Some of the criticism was aimed at Watson's cavalier treatment of Rosalind Franklin, a scientist who produced some of the x-ray crystallography that was key to understanding the structure. Maurice Wilkins, Watson and Crick's laboratory director, was also slighted in the book. Some have also argued that Watson gave a larger share of the discovery to himself than was warranted - that Crick may have done more of the work.

I'm not in a position to judge any of that. That such criticisms exist should certainly be noted and are included in the 1980 Norton Critical Edition of the work. I haven't read these criticisms and perhaps I shouldn't say anything about them one way or the other, but even if they are true, the book is still a fascinating read. Unraveling the structure and function of DNA has been one of the truly great and important events in the history of human knowledge. It was a turning point in biology that made possible an explosion in our understanding of life. On the technical chemical and molecular level, it was as important as the theory of evolution was on the larger scale.

Watson's book conveys the excitement of the research that he and Crick carried out. Looking back, it is odd to think that at least part of the driving force in that research was the competition with the incomparable Linus Pauling, a great genius who didn't figure it out in time to beat Watson and Crick. The discovery was earth shaking. The rivalry was not. But that's the nature of human beings. We are motivated by personal emotions and ambitions. But, well, at least we got a great discovery out of it.

The Gifts of the Jews: How a Tribe of Desert Nomads Changed the Way Everyone Thinks and Feels

Author Cahill, Thomas
Publication Recorded Books, 1998
Copyright Date 1998
Number of Pages 304
Genres Non-fiction; History
Keywords Jews
When Read December 2005

Abstract

This is part of Cahill's interesting, well read, but idiosyncratic view of the ancient world. He begins with an extended analysis of the Gilgamesh story and then moves on to the story of Abraham, which he analyzes at great length but in a novel and, to me, unconvincing manner. He sees Abraham as the founder of a new tradition of change in an otherwise static world. He sees A as the first man for whom personal action makes a big difference in life. He sees Abraham and Sarah as the first ordinary people in history. He then works through some of the main stories of the Old Testament, Joseph, Moses, David, Solomon, and others. There's no hero worship in his discussion. He's cognizant of all of the flaws and barbarities of early civilization, but he seems to me to be too taken with the early Bible literature and not enough with the economic, political and technological facets that should inform history.
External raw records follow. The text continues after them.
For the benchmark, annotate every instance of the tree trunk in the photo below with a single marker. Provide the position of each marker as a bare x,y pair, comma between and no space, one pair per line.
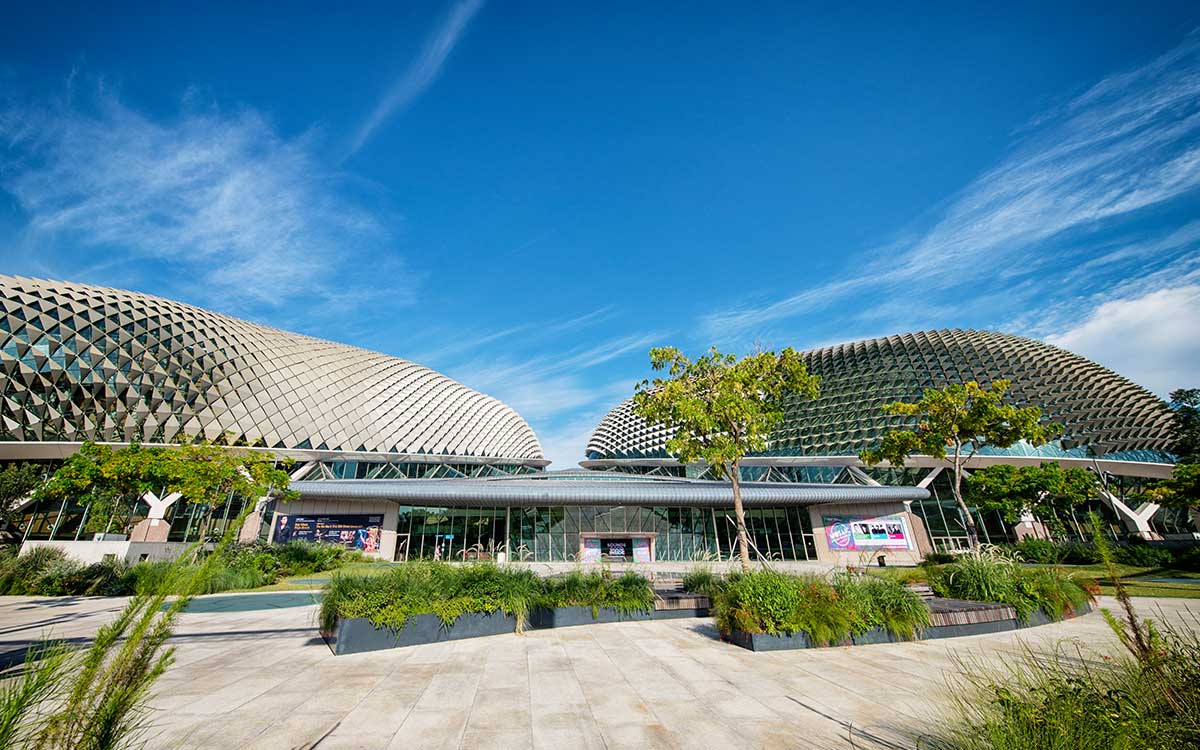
741,516
967,517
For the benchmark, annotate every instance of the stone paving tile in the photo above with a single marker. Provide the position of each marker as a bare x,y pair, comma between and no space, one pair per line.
262,679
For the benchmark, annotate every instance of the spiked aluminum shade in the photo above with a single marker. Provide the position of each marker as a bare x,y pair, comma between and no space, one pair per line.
82,363
1096,406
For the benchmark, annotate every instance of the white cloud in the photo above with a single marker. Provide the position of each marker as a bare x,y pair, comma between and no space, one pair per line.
1152,340
1127,144
241,215
421,75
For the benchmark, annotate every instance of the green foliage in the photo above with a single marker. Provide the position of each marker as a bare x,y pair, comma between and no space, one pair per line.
955,418
111,479
701,580
47,571
993,575
389,599
629,594
780,604
719,408
17,480
1047,491
95,697
880,603
1072,701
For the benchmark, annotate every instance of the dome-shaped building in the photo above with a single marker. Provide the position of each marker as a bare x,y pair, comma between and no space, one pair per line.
83,363
1111,425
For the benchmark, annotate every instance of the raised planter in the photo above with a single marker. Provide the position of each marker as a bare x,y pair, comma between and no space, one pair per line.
357,635
955,627
568,617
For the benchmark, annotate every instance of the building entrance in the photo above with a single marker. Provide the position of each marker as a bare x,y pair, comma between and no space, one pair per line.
617,547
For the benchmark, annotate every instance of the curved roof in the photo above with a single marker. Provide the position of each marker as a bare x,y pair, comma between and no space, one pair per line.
1095,405
83,363
595,489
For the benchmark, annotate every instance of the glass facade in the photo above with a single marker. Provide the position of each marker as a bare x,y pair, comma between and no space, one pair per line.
556,533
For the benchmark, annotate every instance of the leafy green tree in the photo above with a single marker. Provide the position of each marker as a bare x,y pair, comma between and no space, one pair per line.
17,480
111,480
1045,491
721,408
954,424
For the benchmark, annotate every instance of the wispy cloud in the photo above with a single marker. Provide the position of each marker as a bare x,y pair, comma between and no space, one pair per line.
421,75
243,216
1128,144
1151,339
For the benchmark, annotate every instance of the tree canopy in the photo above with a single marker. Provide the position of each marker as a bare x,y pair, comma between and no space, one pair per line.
1049,491
954,424
111,479
721,408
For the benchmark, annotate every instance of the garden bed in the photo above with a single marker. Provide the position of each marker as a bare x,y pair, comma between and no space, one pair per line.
354,635
959,621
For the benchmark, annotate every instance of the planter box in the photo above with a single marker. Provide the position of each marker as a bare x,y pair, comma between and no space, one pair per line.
568,617
357,635
765,642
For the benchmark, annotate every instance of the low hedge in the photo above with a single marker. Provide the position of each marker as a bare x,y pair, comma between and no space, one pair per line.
48,571
388,600
828,611
994,576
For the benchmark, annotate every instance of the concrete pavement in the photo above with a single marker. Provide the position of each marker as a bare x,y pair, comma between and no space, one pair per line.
257,676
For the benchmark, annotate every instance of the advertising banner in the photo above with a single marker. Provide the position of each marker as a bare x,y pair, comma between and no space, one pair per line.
641,549
353,532
853,533
591,550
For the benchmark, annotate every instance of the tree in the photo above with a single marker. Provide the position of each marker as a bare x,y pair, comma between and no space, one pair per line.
111,480
721,408
17,480
1043,491
960,419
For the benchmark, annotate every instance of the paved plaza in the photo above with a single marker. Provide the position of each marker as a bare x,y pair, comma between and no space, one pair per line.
251,672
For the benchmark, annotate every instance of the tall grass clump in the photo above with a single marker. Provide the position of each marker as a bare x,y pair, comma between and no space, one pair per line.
780,604
629,593
881,603
1146,696
701,580
389,599
993,575
95,697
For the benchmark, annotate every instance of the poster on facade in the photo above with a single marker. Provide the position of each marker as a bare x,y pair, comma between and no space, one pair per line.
641,549
353,532
591,550
853,533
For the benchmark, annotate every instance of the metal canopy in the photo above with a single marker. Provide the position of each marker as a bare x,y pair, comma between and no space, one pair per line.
575,490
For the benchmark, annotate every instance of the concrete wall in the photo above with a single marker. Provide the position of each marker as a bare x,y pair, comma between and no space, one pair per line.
333,508
96,551
919,537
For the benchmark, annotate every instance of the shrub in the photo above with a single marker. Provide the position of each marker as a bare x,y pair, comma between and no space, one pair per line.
436,588
881,603
701,580
1039,551
989,575
939,558
778,604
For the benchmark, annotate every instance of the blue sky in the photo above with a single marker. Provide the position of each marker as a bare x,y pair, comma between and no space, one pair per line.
529,196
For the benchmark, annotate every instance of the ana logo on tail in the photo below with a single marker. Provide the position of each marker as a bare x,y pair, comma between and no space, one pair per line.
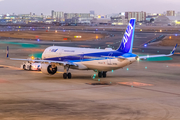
127,34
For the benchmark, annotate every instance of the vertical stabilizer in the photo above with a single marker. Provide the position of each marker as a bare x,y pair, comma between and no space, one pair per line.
7,52
128,38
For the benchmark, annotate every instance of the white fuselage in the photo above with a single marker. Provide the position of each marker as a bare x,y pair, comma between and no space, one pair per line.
86,58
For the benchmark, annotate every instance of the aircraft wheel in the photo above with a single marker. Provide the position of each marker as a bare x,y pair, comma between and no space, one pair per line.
99,74
30,67
65,76
69,75
24,67
104,74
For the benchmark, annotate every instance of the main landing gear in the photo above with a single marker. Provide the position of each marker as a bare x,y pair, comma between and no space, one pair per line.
102,74
66,73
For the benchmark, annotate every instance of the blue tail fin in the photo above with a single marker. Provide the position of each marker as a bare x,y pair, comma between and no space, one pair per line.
127,41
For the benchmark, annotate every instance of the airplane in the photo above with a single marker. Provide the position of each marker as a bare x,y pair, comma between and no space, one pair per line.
99,60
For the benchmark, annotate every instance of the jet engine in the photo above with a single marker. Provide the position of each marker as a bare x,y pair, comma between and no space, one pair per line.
48,69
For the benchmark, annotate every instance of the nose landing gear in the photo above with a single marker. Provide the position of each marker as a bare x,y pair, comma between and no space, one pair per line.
66,73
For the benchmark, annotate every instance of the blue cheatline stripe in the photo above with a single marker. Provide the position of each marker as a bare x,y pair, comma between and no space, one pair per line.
88,57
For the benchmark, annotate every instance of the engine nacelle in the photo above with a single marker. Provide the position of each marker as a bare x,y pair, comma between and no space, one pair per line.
48,69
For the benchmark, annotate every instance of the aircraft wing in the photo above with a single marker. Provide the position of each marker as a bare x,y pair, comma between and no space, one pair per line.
49,61
162,55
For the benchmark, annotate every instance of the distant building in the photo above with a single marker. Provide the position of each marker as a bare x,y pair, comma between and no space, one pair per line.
92,12
59,16
140,16
170,13
119,20
78,15
101,21
167,20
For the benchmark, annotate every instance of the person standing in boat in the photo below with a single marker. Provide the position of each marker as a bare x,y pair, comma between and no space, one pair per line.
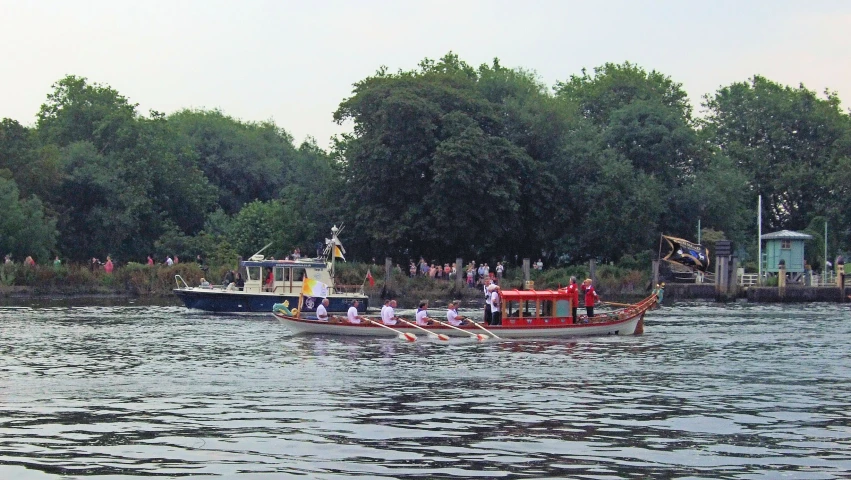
487,293
388,313
322,310
496,301
352,315
573,291
591,297
422,315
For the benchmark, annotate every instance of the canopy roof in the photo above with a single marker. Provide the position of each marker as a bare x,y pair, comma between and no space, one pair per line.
516,295
787,235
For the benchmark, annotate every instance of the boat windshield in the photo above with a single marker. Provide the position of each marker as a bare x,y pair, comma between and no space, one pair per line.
253,273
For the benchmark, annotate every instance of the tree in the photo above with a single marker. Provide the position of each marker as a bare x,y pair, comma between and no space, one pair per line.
24,227
787,140
431,168
243,161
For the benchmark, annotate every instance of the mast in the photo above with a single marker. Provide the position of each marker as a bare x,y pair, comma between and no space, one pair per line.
759,239
334,231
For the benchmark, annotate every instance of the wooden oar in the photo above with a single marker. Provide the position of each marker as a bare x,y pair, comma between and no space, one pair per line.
403,335
439,336
477,336
485,329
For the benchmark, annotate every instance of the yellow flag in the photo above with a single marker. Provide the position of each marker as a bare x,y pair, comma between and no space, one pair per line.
314,288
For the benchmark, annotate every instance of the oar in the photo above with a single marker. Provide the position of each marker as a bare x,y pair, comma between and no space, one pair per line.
477,336
485,329
403,335
439,336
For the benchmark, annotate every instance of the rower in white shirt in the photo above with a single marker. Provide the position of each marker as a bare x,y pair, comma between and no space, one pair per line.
388,313
452,316
422,315
352,314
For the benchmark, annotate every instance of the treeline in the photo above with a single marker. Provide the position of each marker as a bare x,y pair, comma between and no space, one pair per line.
445,160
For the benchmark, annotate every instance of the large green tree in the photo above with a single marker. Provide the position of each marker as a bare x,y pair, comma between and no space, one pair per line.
24,227
431,168
791,144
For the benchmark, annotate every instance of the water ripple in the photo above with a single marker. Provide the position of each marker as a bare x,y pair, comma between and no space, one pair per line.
711,391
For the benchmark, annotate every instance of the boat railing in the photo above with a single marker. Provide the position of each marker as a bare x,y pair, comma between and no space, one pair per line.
338,288
178,280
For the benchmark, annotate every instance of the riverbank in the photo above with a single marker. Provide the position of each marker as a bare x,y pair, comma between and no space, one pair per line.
789,294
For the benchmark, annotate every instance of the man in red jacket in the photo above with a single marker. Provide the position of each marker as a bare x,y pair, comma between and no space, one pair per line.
591,297
573,291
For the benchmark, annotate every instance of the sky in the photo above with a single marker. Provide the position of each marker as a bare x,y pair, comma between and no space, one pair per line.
294,62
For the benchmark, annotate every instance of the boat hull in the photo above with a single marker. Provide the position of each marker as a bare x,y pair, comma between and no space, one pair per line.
213,300
628,326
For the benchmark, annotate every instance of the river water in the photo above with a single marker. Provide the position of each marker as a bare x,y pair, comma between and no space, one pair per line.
710,391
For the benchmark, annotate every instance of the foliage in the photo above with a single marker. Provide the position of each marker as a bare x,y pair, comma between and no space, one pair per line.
24,228
444,160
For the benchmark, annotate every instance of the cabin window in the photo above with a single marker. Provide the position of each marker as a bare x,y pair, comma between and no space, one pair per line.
252,273
563,308
298,274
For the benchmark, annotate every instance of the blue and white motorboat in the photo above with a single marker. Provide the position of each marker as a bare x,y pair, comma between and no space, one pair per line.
259,296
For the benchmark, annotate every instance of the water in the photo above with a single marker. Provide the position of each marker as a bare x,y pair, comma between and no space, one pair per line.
710,391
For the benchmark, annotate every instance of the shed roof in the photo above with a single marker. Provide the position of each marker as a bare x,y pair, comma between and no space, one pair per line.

But then C is not writing history. He writes extended essays on the progress of the spirit in the development of civilization.

Comments

I found this the weakest of the three books of his that I've read. His grand conclusions left me entirely unconvinced. His dwelling on some themes bored me. But he is an engaging personality. I'll always give him that.

Notes From 2017-08-16

Reading my notes from 2005 I was particularly struck by Cahill's observations about Abraham and Sarah as the first ordinary people in history, and the first to be depicted as making a big difference in life and in civilization. Is it true? What about some of the people named in Homer's work? They might have been contemporaneous with Abraham or, if not, the writers would certainly have worked just as early as the writers of the Old Testament. Is it possible that the people we call "Homer", the authors of the Old Testament, and the authors of the Gilgamesh story, and other authors we know nothing about, actually produced other stories of other people, now all lost to us?

I wasn't as taken with this book as I was by the other Cahill books that I read that year, but I do appreciate Cahill's curiosity about the origins of human culture. He asked and tried to answer questions that tell us a lot about who we are.